Die Deutsche Umwelthilfe ist ein Segen. Nicht weil sie überall Dieselfahrverbote erzwingt oder weil Teile der CDU auf dem Parteitag forderten, ihr den Status der Gemeinnützigkeit abzuerkennen und/oder öffentliche Zuschüsse zu streichen. Nein, sondern weil dadurch endlich mal breit darüber debattiert wird, wie die Finanzierung zivilgesellschaftlicher Organisationen aussehen sollte. Und wie nicht.

Der Status der Gemeinnützigkeit führt unter anderem dazu, dass eine Organisation steuerlich entlastet wird. Was gemeinnützig ist, steht klar im Gesetz: die Förderung des Umweltschutzes zum Beispiel. Weit weniger klar ist die Frage, ob die Umwelthilfe nicht im Kern politisch handelt. Den Eindruck kann man gewinnen – angesichts des missionarischen Eifers, mit dem sie unterwegs ist. Und genau das ist das Problem, denn obwohl gemeinnützige Organisationen durchaus zur politischen Bildung beitragen dürfen, ist es ihnen verboten, politische Parteien auch nur mittelbar zu unterstützen. So steht es in Paragraf 55 der Abgabenordnung. In einer Gesellschaft, in der letztlich aber jedes Thema seine Entsprechung in der Parteienlandschaft findet, macht das öffentliche Aktionen schlechterdings unmöglich. Ob die Umwelthilfe nun will oder nicht, viele ihrer Themen zahlen auf das politische Konto der Grünen ein.

Diese Tatsache ermöglicht eine verdeckte Parteienfinanzierung, doch um zivilgesellschaftliches Engagement finanziell nicht komplett abzuwürgen, wird man das wohl hinnehmen müssen. Zumindest, bis Anfang nächsten Jahres der Bundesfinanzhof ein Urteil in einem bereits seit 2014 laufenden Verfahren verkünden wird. Dabei geht es um die gleiche Frage wie jetzt bei der Umwelthilfe, nur betrifft sie eine andere Organisation: Die Globalisierungskritiker von Attac, denen die Finanzbehörde schon damals den Status der Gemeinnützigkeit entzogen hatte.

Das Gleiche bei der Umwelthilfe zu versuchen ist abwegig. Auch weil sie auf dem rechtsstaatlich korrekten Weg (dem Rechtsweg nämlich) bloß dafür sorgt, dass bestehende Regeln angewendet werden. Die Einhaltung von Gesetzen dient dem Gemeinwesen. Schließlich sind diese auf demokratische Weise zustande gekommen, und wenn das nicht mehr zählt, könnte man sich die parlamentarische Mühe ja gleich sparen.
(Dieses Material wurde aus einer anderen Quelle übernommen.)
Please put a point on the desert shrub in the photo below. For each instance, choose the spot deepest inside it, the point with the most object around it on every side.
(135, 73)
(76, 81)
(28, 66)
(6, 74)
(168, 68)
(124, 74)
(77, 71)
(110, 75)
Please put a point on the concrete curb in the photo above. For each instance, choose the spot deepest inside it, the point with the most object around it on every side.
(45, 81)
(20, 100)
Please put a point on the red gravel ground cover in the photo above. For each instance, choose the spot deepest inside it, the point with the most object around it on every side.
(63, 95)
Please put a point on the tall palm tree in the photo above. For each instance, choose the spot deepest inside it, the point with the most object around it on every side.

Mit öffentlichen Zuschüssen muss die Umwelthilfe deswegen aber noch lange nicht bedacht werden. Ein Fünftel ihres Gesamtbudgets basiert auf Zuwendungen der Bundesregierung oder ihr nachgeordneter Behörden. Andere Organisationen sind noch abhängiger von Staatsgeld (bei Germanwatch etwa machen öffentliche Zuschüsse gut die Hälfte der Einnahmen aus). Die Umwelthilfe finanziert sich zudem durch kostenpflichtige Abmahnungen von Firmen, die gegen Vorschriften verstoßen. Und auch durch Spenden von Unternehmen, deren Namen sie jedoch teils ähnlich geheim hält wie Käpt’n Schwarzbart den Ort, an dem er seinen Schatz vergraben hat.
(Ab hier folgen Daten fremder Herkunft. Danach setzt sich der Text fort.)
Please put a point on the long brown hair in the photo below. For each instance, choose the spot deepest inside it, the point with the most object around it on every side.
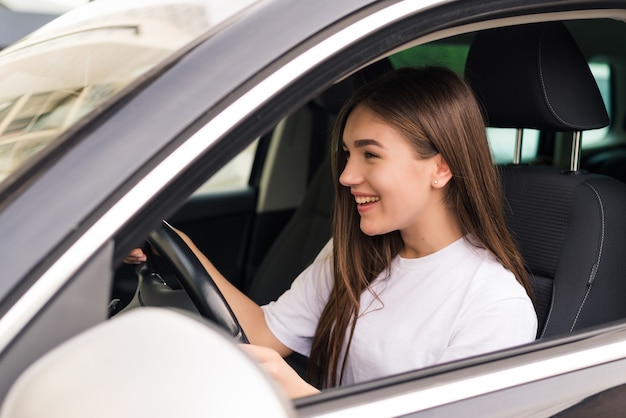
(438, 113)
Wer mit öffentlichem Geld gefördert die öffentliche Debatte bestimmen will, sollte auch in eigenen Angelegenheiten maximale Öffentlichkeit herstellen. Alles andere beschädigt die Glaubwürdigkeit. Was unter zivilgesellschaftlichen Organisationen keine ganz neue Erkenntnis ist: Greenpeace und Foodwatch etwa nehmen vom Staat oder von Unternehmen überhaupt kein Geld.